Bender was rejected from the assembly line for his imperfections. He has no creativity micro-chip and therefore no imagination. This impacts his whole self construct which manifests under stressful circumstances as a partially autonomous identity, the somewhat creepy ‘Titanius Anglesmith Fancyman of Cornwood’.
The robotic Narcissist, plagued by the feeling of being defective from birth, adapts with impeccable instinct to a lifestyle devoid of his own destiny whilst just about managing not to be eaten by it.
Bender is a modern rendering of the Tin Man from the Wizard of Oz who didn’t have a heart. In the story of Jack and the Beanstalk this is more specifically amplified as the sentient harp, the Principle of Relatedness, the profound creative depths of the child that the envious Giant appropriates, that he requires the child to forgo for the sake of approval. The inner aridity this then creates is represented by the mean poverty endured by Jack and his mother at the beginning.
The liberating effect of the singing harp is further amplified in the fairytale, ‘The Song of the Harp’, where, likewise, a sentient harp is imprisoned by a devouring male figure, The Old Man, Saturn.
When the Harp is liberated..
”the sick children who had been thrust away in dark cellars, came running forth whole and well, healed by the song, sinking into every heart, waking all to fresh new life. ” Rachel Penn.
Not only is the inner child redeemed but also the adult sense of lack and incompleteness ..
‘The black-haired woman who sat on the farther side of the fountain; the sting had gone from her heart; peace unspeakable had swept it away and between her eyes and the flowers and the swaying crowd of people something bright was falling which slowly blotted out from the mind of each one there the memory of their many deeds of shame, and all their sin.” ibid.
The other treasure that Jack has to redeem in order to be free of the tyrant is a duck which lays golden eggs.
Dissonance in a family makes it difficult to digest experience, to contain contradiction, to reflect upon one’s situation because reality is too split to support it. You can’t learn. When kids go through divorces the first thing that suffers is their grades.
Though the demanding Giant is the scarier of the two with all his threatens of death by incissor..
‘fee fi fo fum I smell the blood of an englishman. Be he alive or be he dead I’ll grind his bones to make my bread.’ bad tempered Giant.
The Mother Giant is as crazy making and colludes with her husband by witholding the transformational duck whose alchemical powers of turning farmyard scraps into golden eggs allows a child to grow from shitty situations, to change his point of veiw, to reconstrue events in new light that changes the meaning of events themselves.
Mother Giant prevents this from happening by the dissonance in her relationship with her spouse.

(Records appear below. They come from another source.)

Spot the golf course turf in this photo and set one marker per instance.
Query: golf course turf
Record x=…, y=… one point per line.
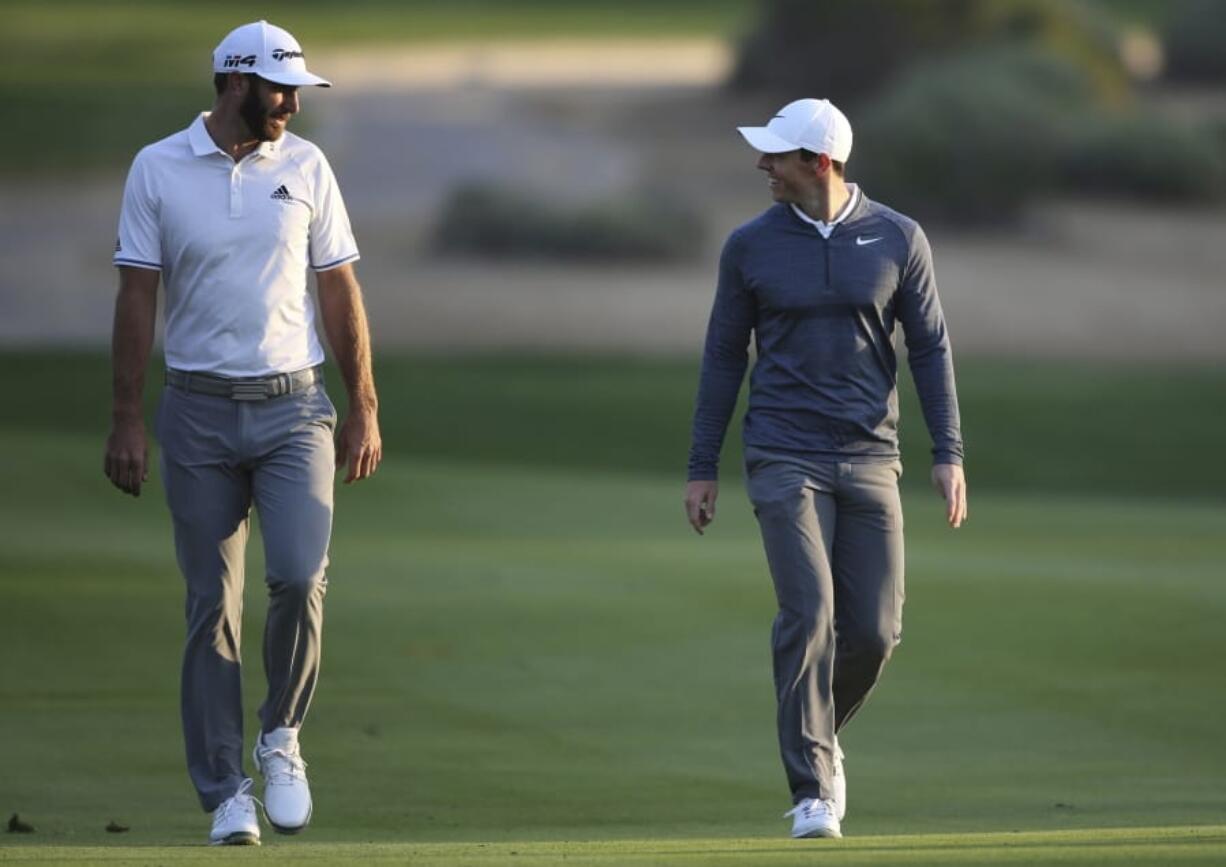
x=530, y=657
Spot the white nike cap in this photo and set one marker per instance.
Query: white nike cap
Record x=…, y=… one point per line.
x=265, y=50
x=810, y=124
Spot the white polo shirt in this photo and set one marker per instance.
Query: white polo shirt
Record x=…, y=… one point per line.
x=233, y=243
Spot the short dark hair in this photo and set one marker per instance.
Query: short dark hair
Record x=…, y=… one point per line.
x=809, y=156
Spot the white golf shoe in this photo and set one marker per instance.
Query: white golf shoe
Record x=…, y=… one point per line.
x=236, y=822
x=814, y=817
x=286, y=791
x=840, y=784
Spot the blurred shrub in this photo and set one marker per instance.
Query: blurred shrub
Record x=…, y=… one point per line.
x=1139, y=157
x=486, y=220
x=849, y=49
x=975, y=137
x=1195, y=41
x=972, y=137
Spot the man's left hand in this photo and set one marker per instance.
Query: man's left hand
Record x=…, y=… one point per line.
x=358, y=445
x=950, y=481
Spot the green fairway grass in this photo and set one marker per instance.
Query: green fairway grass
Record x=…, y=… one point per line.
x=531, y=659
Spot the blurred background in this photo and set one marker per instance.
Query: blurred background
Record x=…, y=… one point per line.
x=540, y=190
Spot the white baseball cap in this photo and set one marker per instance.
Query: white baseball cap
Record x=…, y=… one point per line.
x=810, y=124
x=265, y=50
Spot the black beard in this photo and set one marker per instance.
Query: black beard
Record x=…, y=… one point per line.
x=255, y=115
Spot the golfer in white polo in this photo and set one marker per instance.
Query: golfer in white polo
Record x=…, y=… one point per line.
x=231, y=213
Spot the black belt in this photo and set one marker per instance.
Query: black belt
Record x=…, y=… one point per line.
x=245, y=388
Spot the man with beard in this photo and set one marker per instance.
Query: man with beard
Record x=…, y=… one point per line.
x=231, y=212
x=820, y=281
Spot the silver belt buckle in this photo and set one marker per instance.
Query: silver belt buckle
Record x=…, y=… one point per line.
x=249, y=391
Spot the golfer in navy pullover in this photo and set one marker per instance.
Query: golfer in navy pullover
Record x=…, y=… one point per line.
x=819, y=281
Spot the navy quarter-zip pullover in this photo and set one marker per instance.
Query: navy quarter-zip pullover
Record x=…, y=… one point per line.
x=823, y=313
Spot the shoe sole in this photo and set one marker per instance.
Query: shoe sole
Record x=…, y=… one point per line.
x=238, y=839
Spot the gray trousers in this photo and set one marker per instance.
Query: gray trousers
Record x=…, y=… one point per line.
x=833, y=534
x=220, y=456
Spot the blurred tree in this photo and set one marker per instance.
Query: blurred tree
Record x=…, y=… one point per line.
x=1195, y=41
x=849, y=49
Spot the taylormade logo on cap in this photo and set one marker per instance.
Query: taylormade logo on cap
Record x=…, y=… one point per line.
x=809, y=124
x=265, y=50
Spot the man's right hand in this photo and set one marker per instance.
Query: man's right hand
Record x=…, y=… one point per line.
x=126, y=462
x=700, y=503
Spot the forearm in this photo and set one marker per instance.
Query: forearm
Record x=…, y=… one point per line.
x=133, y=342
x=348, y=334
x=933, y=374
x=719, y=385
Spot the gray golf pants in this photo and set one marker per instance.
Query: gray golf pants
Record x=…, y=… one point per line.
x=220, y=456
x=833, y=534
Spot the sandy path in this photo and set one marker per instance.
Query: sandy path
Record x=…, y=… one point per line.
x=1075, y=281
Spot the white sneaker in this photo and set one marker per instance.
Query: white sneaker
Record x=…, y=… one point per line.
x=234, y=821
x=840, y=784
x=286, y=791
x=814, y=817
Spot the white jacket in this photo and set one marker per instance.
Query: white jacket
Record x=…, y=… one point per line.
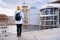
x=22, y=16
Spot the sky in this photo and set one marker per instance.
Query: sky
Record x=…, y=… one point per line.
x=11, y=4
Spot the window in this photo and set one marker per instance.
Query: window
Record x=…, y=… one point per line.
x=49, y=23
x=55, y=17
x=49, y=17
x=48, y=11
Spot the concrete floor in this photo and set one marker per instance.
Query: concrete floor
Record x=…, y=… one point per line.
x=32, y=33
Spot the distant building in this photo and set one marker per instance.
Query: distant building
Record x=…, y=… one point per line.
x=50, y=15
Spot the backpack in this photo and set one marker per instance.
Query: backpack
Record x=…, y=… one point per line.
x=17, y=16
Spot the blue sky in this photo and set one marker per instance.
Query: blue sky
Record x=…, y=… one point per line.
x=13, y=3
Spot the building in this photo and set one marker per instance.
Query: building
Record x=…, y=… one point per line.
x=33, y=18
x=25, y=11
x=3, y=20
x=50, y=15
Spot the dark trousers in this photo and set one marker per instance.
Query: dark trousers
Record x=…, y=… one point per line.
x=19, y=29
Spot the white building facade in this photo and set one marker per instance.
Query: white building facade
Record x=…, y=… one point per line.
x=50, y=15
x=33, y=16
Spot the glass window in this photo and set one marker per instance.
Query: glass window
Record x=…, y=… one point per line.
x=49, y=17
x=59, y=16
x=54, y=22
x=49, y=11
x=55, y=17
x=49, y=23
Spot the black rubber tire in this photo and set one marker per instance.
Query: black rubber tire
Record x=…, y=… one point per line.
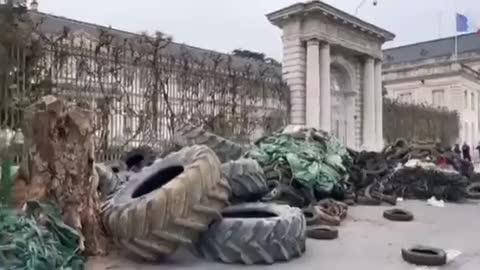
x=284, y=194
x=116, y=165
x=226, y=150
x=110, y=177
x=473, y=191
x=422, y=255
x=363, y=200
x=322, y=232
x=246, y=178
x=398, y=215
x=312, y=216
x=240, y=238
x=156, y=223
x=138, y=158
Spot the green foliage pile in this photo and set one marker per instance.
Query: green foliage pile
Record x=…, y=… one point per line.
x=307, y=157
x=414, y=122
x=37, y=240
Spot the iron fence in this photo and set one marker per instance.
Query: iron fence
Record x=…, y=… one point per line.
x=139, y=90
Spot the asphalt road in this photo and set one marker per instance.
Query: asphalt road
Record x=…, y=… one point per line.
x=366, y=242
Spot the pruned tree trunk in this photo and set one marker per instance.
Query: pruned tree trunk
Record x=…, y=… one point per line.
x=60, y=167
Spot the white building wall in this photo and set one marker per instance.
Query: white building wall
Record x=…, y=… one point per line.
x=458, y=92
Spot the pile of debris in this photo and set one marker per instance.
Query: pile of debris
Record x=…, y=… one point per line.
x=251, y=204
x=408, y=171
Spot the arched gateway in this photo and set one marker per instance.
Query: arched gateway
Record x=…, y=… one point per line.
x=332, y=64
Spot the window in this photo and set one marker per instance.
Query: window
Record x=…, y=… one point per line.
x=438, y=98
x=405, y=97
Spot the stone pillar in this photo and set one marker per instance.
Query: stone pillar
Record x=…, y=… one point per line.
x=369, y=105
x=378, y=105
x=312, y=99
x=294, y=75
x=325, y=90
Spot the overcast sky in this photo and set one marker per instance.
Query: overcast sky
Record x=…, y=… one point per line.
x=225, y=25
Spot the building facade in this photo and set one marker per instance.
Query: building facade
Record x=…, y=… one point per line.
x=432, y=73
x=332, y=63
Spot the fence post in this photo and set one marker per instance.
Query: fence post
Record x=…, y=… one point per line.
x=6, y=182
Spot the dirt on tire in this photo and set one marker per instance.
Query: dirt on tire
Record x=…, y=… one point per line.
x=151, y=220
x=246, y=178
x=255, y=233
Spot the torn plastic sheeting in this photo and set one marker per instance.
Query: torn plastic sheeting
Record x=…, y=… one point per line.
x=310, y=157
x=37, y=240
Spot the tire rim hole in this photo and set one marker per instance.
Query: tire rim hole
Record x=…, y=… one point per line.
x=134, y=160
x=249, y=214
x=157, y=180
x=424, y=251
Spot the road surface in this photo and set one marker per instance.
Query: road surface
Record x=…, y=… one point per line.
x=367, y=241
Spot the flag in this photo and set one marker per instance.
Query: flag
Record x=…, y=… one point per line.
x=462, y=23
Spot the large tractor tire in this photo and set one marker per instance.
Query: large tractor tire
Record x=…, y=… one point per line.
x=226, y=150
x=167, y=204
x=255, y=233
x=246, y=178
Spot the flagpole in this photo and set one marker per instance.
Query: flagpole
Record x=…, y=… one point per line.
x=456, y=46
x=456, y=33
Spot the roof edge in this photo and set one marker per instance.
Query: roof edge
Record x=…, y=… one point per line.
x=429, y=41
x=277, y=16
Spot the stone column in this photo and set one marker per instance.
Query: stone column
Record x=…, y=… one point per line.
x=294, y=75
x=312, y=99
x=378, y=105
x=325, y=90
x=369, y=105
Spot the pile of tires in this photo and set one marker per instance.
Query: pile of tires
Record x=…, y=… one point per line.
x=184, y=200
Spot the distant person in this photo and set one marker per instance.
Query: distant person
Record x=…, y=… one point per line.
x=456, y=149
x=466, y=152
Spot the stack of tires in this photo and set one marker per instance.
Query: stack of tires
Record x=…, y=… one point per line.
x=185, y=200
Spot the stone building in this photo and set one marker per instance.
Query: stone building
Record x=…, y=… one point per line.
x=431, y=73
x=332, y=63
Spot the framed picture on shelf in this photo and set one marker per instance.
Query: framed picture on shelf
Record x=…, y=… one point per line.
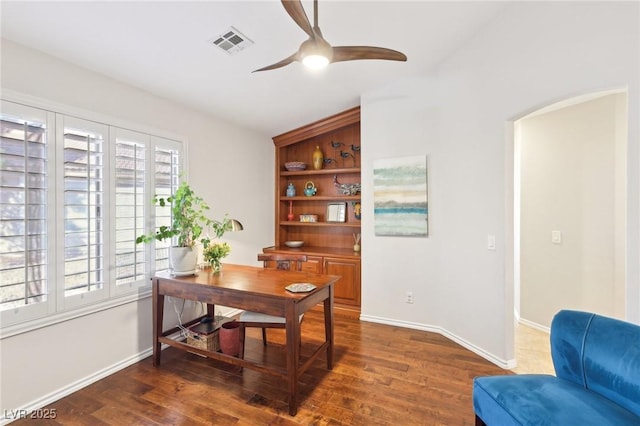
x=336, y=212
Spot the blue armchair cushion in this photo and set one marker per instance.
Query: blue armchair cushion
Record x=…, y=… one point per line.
x=538, y=399
x=597, y=382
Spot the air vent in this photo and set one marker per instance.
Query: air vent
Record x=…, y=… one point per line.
x=232, y=41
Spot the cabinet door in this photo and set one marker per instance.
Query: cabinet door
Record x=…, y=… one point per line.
x=347, y=288
x=313, y=264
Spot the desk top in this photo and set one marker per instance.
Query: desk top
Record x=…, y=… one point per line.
x=254, y=280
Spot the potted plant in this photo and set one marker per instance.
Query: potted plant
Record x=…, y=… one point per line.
x=189, y=222
x=214, y=253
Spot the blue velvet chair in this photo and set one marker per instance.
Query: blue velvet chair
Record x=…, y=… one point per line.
x=597, y=382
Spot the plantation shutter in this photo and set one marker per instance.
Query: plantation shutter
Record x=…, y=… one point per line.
x=83, y=182
x=166, y=177
x=24, y=176
x=130, y=197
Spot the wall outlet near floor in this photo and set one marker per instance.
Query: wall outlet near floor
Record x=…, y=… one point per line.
x=409, y=297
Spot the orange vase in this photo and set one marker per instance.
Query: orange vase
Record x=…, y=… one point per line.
x=230, y=338
x=318, y=158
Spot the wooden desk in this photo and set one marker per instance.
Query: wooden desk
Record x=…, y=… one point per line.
x=254, y=289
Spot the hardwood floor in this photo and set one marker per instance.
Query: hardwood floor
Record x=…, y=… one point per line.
x=383, y=375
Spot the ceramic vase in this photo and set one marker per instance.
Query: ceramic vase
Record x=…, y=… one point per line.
x=230, y=338
x=318, y=158
x=183, y=259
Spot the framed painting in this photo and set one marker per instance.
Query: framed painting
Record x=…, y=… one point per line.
x=400, y=196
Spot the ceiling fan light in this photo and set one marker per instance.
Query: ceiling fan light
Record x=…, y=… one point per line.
x=315, y=62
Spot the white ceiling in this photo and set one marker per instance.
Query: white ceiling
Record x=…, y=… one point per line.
x=162, y=47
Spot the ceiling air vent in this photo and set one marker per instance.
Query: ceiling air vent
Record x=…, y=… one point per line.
x=232, y=41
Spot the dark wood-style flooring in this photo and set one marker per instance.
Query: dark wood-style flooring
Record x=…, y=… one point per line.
x=383, y=375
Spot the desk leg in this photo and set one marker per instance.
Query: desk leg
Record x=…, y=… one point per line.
x=157, y=315
x=328, y=327
x=293, y=355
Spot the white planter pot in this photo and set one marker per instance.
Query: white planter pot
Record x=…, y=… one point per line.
x=183, y=259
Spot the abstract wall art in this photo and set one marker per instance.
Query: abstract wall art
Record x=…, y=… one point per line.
x=400, y=196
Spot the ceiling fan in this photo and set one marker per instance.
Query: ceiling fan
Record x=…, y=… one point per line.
x=317, y=53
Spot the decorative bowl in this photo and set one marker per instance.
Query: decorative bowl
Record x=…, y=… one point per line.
x=295, y=166
x=293, y=244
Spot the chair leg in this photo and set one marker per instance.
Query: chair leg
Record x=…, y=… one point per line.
x=241, y=344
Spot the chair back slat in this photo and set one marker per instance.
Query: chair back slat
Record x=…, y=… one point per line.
x=283, y=261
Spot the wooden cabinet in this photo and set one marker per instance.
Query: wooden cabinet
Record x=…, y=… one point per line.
x=329, y=244
x=347, y=289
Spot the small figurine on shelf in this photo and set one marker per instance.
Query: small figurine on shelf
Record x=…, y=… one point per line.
x=330, y=161
x=290, y=215
x=291, y=190
x=318, y=158
x=357, y=210
x=335, y=146
x=346, y=188
x=356, y=152
x=346, y=154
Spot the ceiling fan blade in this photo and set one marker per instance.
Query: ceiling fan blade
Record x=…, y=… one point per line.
x=296, y=11
x=280, y=64
x=352, y=53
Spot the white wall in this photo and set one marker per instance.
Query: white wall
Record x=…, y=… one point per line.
x=229, y=166
x=461, y=116
x=568, y=184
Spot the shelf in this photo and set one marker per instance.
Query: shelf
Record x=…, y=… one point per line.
x=321, y=172
x=320, y=224
x=323, y=198
x=316, y=251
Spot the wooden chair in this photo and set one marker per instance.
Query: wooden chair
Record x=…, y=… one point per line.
x=289, y=262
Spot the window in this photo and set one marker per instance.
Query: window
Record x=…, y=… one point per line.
x=81, y=145
x=24, y=173
x=130, y=197
x=98, y=180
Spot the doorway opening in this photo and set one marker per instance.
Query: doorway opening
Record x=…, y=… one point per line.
x=569, y=217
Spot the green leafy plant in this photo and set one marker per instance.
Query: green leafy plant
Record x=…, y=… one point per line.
x=189, y=220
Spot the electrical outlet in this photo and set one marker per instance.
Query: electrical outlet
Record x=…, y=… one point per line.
x=409, y=298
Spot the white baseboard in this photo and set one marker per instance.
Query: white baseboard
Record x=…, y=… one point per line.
x=535, y=325
x=504, y=364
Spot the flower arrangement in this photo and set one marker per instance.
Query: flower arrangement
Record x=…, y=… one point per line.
x=213, y=254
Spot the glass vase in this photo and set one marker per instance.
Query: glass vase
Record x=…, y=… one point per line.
x=216, y=265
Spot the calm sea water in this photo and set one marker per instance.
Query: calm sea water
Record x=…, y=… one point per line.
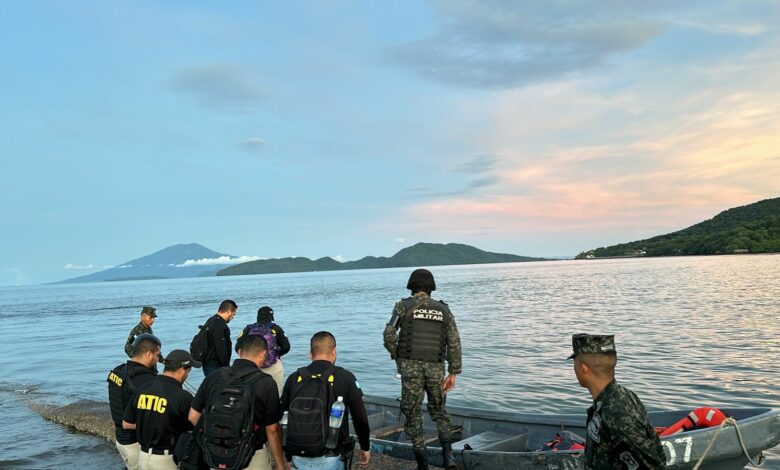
x=690, y=332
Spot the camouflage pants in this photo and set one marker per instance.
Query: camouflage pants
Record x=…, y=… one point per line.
x=418, y=377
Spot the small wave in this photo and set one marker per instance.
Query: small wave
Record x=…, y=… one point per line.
x=21, y=389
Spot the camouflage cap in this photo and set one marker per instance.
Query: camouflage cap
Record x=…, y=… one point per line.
x=151, y=311
x=583, y=343
x=144, y=336
x=179, y=358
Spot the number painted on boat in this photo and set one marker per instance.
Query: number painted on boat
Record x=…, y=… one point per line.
x=687, y=447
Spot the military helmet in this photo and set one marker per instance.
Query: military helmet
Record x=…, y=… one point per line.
x=421, y=279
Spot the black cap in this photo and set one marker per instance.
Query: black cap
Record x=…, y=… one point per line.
x=265, y=313
x=421, y=279
x=582, y=343
x=179, y=358
x=144, y=336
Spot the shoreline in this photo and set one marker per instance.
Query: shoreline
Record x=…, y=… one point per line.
x=93, y=418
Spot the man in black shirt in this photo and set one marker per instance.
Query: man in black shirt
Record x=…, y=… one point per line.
x=123, y=380
x=158, y=412
x=278, y=344
x=267, y=411
x=219, y=344
x=323, y=354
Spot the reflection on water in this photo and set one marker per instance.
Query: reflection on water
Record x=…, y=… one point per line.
x=690, y=331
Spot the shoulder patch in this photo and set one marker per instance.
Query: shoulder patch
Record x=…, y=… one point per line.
x=629, y=460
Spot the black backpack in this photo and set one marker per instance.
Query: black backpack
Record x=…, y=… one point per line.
x=199, y=346
x=309, y=413
x=227, y=433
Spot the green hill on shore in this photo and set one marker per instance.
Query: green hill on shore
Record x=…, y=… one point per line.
x=754, y=228
x=421, y=254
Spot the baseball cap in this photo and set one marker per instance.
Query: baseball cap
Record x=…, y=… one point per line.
x=179, y=358
x=151, y=311
x=582, y=343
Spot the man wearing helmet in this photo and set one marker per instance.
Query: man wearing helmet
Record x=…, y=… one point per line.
x=428, y=336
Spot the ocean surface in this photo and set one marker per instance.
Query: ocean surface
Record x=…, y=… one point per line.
x=690, y=332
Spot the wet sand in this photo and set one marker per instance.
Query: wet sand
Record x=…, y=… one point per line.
x=92, y=417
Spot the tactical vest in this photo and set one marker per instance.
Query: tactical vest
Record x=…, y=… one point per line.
x=423, y=330
x=121, y=387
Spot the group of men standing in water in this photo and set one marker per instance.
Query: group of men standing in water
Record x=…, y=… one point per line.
x=151, y=412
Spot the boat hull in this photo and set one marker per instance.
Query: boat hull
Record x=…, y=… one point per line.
x=493, y=439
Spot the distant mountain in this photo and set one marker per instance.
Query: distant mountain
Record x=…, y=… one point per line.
x=163, y=264
x=754, y=228
x=421, y=254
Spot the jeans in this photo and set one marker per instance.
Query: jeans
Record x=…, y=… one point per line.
x=318, y=463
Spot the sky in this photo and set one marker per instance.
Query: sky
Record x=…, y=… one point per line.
x=348, y=128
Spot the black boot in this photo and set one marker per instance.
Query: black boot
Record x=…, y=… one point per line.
x=421, y=455
x=448, y=461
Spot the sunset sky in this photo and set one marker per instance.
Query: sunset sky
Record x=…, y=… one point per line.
x=345, y=129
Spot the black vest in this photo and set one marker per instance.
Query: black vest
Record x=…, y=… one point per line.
x=423, y=330
x=121, y=387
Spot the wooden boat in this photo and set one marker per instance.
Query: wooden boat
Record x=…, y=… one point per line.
x=506, y=440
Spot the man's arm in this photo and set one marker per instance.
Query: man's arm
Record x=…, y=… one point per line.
x=222, y=345
x=194, y=416
x=390, y=334
x=360, y=421
x=274, y=434
x=199, y=400
x=454, y=358
x=129, y=342
x=634, y=438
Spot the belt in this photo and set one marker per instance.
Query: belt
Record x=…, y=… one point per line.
x=157, y=451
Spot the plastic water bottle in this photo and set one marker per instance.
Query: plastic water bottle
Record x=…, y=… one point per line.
x=336, y=417
x=283, y=422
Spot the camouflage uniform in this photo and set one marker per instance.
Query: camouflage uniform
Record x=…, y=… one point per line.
x=420, y=377
x=138, y=329
x=619, y=433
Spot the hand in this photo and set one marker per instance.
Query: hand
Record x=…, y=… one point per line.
x=364, y=458
x=449, y=383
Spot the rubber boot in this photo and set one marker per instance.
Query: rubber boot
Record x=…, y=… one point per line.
x=421, y=455
x=448, y=461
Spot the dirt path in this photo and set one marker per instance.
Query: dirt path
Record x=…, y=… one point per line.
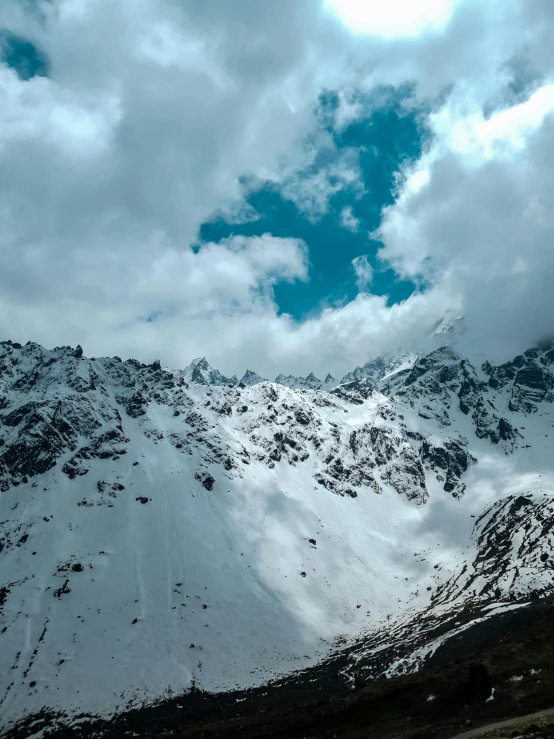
x=508, y=724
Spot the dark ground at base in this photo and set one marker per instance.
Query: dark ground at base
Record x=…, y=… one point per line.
x=316, y=704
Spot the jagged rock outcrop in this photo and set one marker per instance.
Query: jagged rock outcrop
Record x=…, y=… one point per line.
x=144, y=509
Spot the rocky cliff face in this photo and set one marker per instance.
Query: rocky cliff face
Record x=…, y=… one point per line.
x=160, y=529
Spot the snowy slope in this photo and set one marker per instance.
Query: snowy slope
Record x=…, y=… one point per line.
x=160, y=529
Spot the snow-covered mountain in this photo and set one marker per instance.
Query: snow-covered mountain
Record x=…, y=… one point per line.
x=310, y=382
x=161, y=529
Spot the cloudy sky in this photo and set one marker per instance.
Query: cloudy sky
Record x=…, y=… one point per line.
x=286, y=185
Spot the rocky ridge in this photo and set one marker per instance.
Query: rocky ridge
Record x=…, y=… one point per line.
x=127, y=488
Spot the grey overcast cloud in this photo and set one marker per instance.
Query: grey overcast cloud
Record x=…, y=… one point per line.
x=152, y=118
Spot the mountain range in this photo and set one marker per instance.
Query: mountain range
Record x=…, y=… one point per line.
x=169, y=530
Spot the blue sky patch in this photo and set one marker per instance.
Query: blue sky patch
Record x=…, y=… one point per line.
x=22, y=56
x=390, y=134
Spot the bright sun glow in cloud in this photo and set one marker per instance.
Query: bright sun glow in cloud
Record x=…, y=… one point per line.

His taste for boy pie notwithstanding, his official scariness is underpined by a covert and tantrumming brat that his seemingly submissive wife steers like Matron.
All this hidden stuff means Jack can’t entertain life’s disappointments without them tearing him apart because he can’t turn them into lessons without the help of the alchemical duck who can turn even life’s swill into golden eggs. Without this capacity to embrace a whole variety of circumstances as being all grist for the mill, the kind of willingness to enter into experience that is more trust than courage, Jack will be at the mercy of the Giant. He has to take it or die trying.
So eventually the two treaures are bought to earth. But it is a curious and particular detail that makes sure Jack is then able to enjoy the fruits of his daring. What finishes the Giant off is not simply that he chops the beanstalk down..
‘Luckily, because of all the chores he’d done over the years, he’d become quite good at chopping and it didn’t take long for him to chop through enough of the beanstalk that it began to teeter’. leanne Guenter
You do your chores in co-operation with natural law, out of the instinct for social co-operation and helping one another and it is by the effect of these efforts that the giant is killed.